The government and the ruling parties held their first coordination session Monday since the Liberal Democratic Party entered into a coalition government with the Liberal Party last Thursday.

Ichiro Ozawa, head of the Liberal Party, and Home Affairs Minister Takeshi Noda, the party's lone Cabinet member, attended the meeting, held at the Prime Minister's Official Residence.

Others present included Prime Minister Keizo Obuchi, Chief Cabinet Secretary Hiromu Nonaka and LDP Secretary General Yoshiro Mori.

In other news the same day, former Prime Minister Toshiki Kaifu said that he had joined the Liberal Party and assumed the post of top adviser at the request of party leader Ichiro Ozawa. "I left the (Liberal Democratic Party) because I could not agree with its forming a coalition government with the Social Democratic Party, but the situation has changed since last year's House of Councilors election," Kaifu said.

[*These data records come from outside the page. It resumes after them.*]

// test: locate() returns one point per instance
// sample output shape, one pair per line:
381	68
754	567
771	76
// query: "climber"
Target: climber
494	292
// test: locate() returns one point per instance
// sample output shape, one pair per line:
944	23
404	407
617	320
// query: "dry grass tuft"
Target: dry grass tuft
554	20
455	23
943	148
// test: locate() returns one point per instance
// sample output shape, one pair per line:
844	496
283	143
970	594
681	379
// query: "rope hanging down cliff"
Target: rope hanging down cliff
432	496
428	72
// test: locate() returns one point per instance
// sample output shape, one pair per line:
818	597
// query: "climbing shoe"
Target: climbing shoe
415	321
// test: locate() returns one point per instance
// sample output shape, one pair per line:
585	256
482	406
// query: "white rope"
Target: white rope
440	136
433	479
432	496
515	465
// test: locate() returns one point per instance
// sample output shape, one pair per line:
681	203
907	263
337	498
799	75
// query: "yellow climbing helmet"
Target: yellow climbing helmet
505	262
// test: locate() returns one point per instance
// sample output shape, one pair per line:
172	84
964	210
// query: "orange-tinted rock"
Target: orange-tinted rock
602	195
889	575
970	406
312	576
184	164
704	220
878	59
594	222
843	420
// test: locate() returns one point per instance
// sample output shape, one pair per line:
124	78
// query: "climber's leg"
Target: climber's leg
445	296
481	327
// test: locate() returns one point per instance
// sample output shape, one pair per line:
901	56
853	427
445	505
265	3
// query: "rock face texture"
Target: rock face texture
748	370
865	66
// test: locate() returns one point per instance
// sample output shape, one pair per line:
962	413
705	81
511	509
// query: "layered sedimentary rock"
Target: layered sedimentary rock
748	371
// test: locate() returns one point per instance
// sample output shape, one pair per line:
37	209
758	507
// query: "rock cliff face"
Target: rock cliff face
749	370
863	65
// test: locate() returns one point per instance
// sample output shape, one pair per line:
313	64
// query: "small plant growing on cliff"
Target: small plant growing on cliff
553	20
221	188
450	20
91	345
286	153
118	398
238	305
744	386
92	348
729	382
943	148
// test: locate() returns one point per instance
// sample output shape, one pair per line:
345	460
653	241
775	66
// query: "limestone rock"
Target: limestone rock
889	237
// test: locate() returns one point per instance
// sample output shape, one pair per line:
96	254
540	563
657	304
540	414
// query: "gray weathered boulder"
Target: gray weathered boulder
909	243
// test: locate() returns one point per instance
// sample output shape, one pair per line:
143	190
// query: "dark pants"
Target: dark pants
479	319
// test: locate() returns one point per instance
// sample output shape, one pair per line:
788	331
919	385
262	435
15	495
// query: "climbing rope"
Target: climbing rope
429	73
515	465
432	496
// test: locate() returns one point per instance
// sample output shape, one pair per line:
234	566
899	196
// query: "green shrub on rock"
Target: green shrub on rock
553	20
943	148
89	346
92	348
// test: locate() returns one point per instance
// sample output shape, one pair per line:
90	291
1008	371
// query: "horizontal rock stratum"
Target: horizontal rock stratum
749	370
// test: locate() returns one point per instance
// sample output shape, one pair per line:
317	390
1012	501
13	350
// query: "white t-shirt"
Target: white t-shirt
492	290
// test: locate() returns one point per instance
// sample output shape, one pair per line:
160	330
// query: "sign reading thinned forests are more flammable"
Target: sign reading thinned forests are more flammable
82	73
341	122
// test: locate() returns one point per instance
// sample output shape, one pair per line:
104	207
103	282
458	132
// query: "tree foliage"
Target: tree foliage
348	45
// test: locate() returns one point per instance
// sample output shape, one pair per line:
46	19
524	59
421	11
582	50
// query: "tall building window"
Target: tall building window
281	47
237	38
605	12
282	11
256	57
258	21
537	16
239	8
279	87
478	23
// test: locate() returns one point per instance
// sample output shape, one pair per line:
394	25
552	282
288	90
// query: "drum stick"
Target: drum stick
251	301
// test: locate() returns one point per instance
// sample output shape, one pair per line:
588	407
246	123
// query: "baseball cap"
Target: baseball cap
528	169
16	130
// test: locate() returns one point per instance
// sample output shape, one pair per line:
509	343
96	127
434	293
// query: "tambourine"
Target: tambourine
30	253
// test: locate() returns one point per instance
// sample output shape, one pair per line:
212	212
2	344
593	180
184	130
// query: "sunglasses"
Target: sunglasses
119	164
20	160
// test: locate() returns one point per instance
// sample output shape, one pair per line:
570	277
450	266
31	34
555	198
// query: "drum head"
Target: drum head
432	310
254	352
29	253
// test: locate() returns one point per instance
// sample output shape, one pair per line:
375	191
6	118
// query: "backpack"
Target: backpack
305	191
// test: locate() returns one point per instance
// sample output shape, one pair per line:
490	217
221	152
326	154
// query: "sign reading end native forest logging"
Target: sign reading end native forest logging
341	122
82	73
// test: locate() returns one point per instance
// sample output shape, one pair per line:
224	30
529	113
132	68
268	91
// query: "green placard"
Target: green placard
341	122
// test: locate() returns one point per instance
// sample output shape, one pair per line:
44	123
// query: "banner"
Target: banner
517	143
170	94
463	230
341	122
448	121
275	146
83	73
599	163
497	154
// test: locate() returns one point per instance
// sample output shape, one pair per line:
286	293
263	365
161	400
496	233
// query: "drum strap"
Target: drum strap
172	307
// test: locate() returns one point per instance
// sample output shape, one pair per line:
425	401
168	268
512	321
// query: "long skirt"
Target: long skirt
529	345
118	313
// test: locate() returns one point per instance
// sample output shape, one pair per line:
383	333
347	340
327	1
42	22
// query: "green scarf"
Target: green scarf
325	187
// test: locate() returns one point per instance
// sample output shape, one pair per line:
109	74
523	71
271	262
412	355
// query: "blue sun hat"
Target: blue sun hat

Kaifu quit the LDP and challenged the LDP-backed SDP Chairman Tomiichi Murayama for a coalition prime ministership in 1994. Murayama won.

Kaifu, who was prime minister for the LDP from August 1989 to November 1991, was the first leader of the now-defunct Shinshinto in December 1994. After Shinshinto was dissolved in December 1997, however, he became an independent.

At the meeting, the participants reconfirmed the continuation of policy project teams made up of lawmakers from both parties. Earlier in the day, Ozawa made a round of visits to former Prime Ministers Yasuhiro Nakasone, Noboru Takeshita and Kiichi Miyazawa, all senior LDP members, at their offices in Tokyo.